Owen too makes great use of enjambed lines to add to the reader's experience. At many times during the reading of this poem, the reader feels the need to pause in an abnormal place; this is due to the enjambed lines. When reading "but someone still was yelling out and stumbling" (11) "and floundering like a man in fire or lime" (12) strong emphasis is put on his stumbling and floundering because of it's line break. It adds to the feeling of panic as the soldiers franticly try to put on their gas masks. This is similar to the technique used by Olds to give emphasis, and possibly an emotional connection with the reader, to items of importance in her poem.
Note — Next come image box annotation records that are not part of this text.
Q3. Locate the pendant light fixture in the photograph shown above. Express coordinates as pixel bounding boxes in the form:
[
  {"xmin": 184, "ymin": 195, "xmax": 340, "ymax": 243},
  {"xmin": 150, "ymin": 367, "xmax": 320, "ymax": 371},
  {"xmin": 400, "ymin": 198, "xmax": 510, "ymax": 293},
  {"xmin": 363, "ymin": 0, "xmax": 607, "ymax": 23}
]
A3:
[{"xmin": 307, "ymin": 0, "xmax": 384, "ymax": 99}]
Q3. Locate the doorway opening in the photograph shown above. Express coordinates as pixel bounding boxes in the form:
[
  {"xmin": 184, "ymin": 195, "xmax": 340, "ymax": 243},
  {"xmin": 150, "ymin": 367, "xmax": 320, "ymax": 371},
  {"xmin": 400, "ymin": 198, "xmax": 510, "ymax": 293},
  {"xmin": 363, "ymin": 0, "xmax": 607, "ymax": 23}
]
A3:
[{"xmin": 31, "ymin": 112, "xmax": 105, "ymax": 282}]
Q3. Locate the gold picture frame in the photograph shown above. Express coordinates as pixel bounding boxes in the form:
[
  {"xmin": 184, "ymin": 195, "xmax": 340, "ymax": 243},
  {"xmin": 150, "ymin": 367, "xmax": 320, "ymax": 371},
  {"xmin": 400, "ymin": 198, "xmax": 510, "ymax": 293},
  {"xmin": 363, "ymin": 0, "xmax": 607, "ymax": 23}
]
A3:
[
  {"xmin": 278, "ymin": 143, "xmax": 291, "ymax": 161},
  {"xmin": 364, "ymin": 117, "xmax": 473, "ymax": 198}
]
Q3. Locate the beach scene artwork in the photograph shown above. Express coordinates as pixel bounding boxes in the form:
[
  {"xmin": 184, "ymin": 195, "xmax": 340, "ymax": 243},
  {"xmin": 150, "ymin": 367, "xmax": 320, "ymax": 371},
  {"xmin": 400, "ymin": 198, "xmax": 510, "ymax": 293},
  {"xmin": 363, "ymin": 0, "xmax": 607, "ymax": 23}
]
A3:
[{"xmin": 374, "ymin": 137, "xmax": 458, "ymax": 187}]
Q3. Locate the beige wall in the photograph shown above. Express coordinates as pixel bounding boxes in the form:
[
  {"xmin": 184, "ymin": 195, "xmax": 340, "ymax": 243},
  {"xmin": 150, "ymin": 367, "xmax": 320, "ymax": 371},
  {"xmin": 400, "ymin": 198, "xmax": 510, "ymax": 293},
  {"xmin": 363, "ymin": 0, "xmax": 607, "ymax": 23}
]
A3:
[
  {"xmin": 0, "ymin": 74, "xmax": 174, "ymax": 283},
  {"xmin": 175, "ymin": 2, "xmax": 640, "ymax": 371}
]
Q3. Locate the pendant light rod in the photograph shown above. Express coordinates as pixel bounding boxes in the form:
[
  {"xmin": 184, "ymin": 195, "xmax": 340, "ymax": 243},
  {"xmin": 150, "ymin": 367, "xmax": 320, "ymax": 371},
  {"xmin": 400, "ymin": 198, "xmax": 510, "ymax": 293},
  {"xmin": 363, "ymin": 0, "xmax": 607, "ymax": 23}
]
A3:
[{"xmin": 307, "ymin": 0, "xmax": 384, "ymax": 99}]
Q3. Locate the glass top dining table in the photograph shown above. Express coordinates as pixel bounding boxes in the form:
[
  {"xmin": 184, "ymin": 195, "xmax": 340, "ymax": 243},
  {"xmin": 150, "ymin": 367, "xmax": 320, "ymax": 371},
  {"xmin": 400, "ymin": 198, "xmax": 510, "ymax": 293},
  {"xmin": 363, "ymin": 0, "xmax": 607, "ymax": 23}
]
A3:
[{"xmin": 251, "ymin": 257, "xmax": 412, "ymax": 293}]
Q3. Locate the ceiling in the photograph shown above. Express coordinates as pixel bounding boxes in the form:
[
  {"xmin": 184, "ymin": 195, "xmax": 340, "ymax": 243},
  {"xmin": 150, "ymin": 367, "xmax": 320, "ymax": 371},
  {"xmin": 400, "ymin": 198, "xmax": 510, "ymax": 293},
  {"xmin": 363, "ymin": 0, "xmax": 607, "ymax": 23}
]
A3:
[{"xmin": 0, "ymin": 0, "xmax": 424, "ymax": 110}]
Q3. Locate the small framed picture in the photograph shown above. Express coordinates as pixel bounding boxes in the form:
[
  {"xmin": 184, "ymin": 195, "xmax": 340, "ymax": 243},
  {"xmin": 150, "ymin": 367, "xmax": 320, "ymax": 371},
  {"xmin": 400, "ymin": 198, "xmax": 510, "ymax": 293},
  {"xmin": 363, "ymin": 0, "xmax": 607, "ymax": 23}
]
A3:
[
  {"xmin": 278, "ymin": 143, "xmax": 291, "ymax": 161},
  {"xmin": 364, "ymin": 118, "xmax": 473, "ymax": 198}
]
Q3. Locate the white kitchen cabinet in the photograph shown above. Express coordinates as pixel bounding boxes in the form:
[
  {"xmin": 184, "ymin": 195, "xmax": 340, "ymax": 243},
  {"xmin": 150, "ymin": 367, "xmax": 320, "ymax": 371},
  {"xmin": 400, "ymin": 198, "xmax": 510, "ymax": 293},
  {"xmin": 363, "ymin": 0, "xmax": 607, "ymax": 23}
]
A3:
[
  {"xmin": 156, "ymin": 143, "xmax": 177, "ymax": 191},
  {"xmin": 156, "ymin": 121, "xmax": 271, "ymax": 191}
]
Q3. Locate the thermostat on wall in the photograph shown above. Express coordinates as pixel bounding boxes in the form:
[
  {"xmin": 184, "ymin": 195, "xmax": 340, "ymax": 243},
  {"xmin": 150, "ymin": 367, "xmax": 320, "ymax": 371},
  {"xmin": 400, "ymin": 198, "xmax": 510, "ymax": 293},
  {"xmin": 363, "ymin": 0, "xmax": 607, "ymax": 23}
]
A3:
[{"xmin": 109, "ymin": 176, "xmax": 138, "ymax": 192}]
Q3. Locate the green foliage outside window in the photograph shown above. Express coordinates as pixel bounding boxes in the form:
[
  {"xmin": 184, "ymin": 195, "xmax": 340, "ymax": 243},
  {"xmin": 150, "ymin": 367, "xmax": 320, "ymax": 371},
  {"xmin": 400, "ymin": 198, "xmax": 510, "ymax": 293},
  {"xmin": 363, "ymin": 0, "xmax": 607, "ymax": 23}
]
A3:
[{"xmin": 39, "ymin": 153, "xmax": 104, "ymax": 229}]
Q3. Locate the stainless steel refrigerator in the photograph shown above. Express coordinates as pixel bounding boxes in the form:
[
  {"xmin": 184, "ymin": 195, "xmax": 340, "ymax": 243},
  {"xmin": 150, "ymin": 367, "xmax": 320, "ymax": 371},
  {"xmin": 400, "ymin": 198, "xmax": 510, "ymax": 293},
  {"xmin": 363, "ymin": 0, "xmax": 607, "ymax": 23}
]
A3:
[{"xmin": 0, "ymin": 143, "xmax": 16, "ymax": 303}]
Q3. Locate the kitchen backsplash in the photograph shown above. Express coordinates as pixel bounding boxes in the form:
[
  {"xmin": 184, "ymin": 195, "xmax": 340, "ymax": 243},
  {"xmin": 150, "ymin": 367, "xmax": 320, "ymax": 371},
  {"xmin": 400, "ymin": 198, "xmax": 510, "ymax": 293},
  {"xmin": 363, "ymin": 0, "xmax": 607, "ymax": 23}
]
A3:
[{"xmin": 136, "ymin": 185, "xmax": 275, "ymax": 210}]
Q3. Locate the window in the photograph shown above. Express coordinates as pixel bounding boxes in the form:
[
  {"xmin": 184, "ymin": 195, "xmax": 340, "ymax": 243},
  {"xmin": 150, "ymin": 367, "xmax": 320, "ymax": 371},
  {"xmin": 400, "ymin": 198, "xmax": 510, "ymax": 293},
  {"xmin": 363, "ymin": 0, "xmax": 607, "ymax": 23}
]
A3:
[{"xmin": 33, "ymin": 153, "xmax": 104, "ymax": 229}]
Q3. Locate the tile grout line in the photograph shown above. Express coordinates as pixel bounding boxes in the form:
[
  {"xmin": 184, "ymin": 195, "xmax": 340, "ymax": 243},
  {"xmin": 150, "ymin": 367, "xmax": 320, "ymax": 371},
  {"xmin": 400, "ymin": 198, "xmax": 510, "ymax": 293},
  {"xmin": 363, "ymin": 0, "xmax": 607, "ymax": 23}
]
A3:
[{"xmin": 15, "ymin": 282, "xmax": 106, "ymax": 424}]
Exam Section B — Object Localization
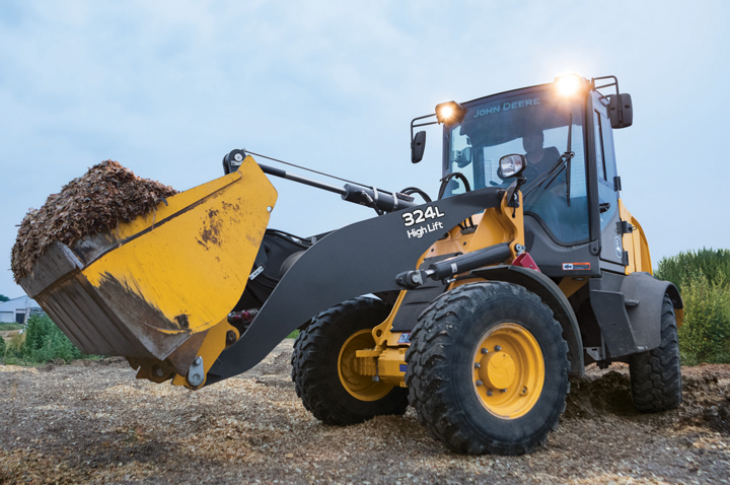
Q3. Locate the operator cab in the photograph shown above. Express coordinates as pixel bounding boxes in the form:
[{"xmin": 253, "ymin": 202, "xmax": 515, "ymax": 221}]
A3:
[{"xmin": 426, "ymin": 75, "xmax": 631, "ymax": 277}]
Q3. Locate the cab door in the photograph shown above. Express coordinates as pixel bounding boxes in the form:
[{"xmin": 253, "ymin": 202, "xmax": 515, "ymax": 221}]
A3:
[{"xmin": 589, "ymin": 91, "xmax": 627, "ymax": 264}]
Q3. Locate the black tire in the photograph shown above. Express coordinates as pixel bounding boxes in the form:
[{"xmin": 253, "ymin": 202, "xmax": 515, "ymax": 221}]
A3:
[
  {"xmin": 629, "ymin": 295, "xmax": 682, "ymax": 413},
  {"xmin": 406, "ymin": 282, "xmax": 570, "ymax": 455},
  {"xmin": 291, "ymin": 297, "xmax": 408, "ymax": 426}
]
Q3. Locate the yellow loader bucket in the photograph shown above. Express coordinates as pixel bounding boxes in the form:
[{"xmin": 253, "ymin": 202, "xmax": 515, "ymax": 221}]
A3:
[{"xmin": 20, "ymin": 157, "xmax": 277, "ymax": 380}]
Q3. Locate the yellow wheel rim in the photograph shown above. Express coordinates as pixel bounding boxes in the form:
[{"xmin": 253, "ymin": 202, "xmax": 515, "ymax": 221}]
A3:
[
  {"xmin": 473, "ymin": 323, "xmax": 545, "ymax": 419},
  {"xmin": 337, "ymin": 329, "xmax": 393, "ymax": 401}
]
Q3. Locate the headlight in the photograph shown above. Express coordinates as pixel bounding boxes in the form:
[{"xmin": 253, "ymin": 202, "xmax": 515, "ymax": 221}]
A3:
[
  {"xmin": 436, "ymin": 101, "xmax": 466, "ymax": 125},
  {"xmin": 555, "ymin": 74, "xmax": 586, "ymax": 98}
]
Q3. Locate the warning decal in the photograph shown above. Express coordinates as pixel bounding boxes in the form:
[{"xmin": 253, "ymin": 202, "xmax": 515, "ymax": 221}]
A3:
[{"xmin": 563, "ymin": 263, "xmax": 591, "ymax": 271}]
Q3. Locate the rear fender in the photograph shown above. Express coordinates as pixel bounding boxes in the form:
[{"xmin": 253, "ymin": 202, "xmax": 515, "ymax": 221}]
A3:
[{"xmin": 590, "ymin": 273, "xmax": 684, "ymax": 358}]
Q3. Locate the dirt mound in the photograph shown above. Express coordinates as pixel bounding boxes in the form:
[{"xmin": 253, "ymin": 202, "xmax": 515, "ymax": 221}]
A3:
[
  {"xmin": 11, "ymin": 160, "xmax": 177, "ymax": 282},
  {"xmin": 563, "ymin": 370, "xmax": 636, "ymax": 419}
]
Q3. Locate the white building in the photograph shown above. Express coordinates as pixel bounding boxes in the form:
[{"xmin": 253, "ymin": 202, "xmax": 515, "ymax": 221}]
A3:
[{"xmin": 0, "ymin": 296, "xmax": 43, "ymax": 324}]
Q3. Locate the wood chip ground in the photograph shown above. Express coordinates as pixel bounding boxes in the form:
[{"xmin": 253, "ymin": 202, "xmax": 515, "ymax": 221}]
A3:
[{"xmin": 0, "ymin": 340, "xmax": 730, "ymax": 485}]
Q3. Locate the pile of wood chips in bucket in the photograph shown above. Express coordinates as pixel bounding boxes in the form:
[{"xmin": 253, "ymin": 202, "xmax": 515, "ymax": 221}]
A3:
[{"xmin": 11, "ymin": 160, "xmax": 177, "ymax": 282}]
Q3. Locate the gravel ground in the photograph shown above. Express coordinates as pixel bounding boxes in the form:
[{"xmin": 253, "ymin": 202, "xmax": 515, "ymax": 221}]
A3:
[{"xmin": 0, "ymin": 340, "xmax": 730, "ymax": 485}]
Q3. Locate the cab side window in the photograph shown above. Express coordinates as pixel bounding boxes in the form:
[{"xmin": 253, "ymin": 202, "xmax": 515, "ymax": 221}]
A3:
[{"xmin": 593, "ymin": 104, "xmax": 618, "ymax": 231}]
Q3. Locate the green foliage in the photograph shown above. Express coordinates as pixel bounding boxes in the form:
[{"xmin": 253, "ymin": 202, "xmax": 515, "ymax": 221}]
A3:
[
  {"xmin": 654, "ymin": 249, "xmax": 730, "ymax": 365},
  {"xmin": 0, "ymin": 315, "xmax": 88, "ymax": 364},
  {"xmin": 679, "ymin": 271, "xmax": 730, "ymax": 364},
  {"xmin": 654, "ymin": 248, "xmax": 730, "ymax": 289},
  {"xmin": 23, "ymin": 315, "xmax": 84, "ymax": 363}
]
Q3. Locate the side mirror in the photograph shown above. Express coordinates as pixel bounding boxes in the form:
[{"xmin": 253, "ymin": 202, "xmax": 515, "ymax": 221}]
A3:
[
  {"xmin": 451, "ymin": 147, "xmax": 472, "ymax": 168},
  {"xmin": 411, "ymin": 131, "xmax": 426, "ymax": 163},
  {"xmin": 499, "ymin": 153, "xmax": 527, "ymax": 179},
  {"xmin": 608, "ymin": 93, "xmax": 634, "ymax": 129}
]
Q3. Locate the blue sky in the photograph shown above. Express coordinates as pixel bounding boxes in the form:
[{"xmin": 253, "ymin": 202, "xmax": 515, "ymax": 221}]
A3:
[{"xmin": 0, "ymin": 0, "xmax": 730, "ymax": 297}]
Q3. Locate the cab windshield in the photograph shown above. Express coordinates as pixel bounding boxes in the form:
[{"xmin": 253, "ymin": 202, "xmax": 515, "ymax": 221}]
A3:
[{"xmin": 444, "ymin": 85, "xmax": 588, "ymax": 242}]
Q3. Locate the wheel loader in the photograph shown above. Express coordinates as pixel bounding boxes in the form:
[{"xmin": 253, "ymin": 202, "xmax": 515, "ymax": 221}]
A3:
[{"xmin": 21, "ymin": 75, "xmax": 683, "ymax": 454}]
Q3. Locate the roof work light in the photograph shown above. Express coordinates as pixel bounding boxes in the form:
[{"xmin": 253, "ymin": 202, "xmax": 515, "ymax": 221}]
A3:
[
  {"xmin": 555, "ymin": 74, "xmax": 586, "ymax": 98},
  {"xmin": 436, "ymin": 101, "xmax": 466, "ymax": 125}
]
These poems, in every way contradict the idea of the sublime, and the lust of the eye. I believe not so much because they believe it doesn't exist, but more because they see it as wrong. Grays ideas of the "lust of the eye" and the sublime are based on a physically detached and emotionally disconnected view of war's intricate ballet of color and motion. The best way to combat that view is by showing the human side of war, as these two authors do so well. Owen has a first hand perspective, and has likely experienced the "lust of the eye" during his years in the armed forces. So he is subsequently trying to help others avoid its grasp. Olds has never experienced that which she condemns because she was an avid anti-war activist. They are both obviously in severe opposition to war, and these works are direct displays of those feelings.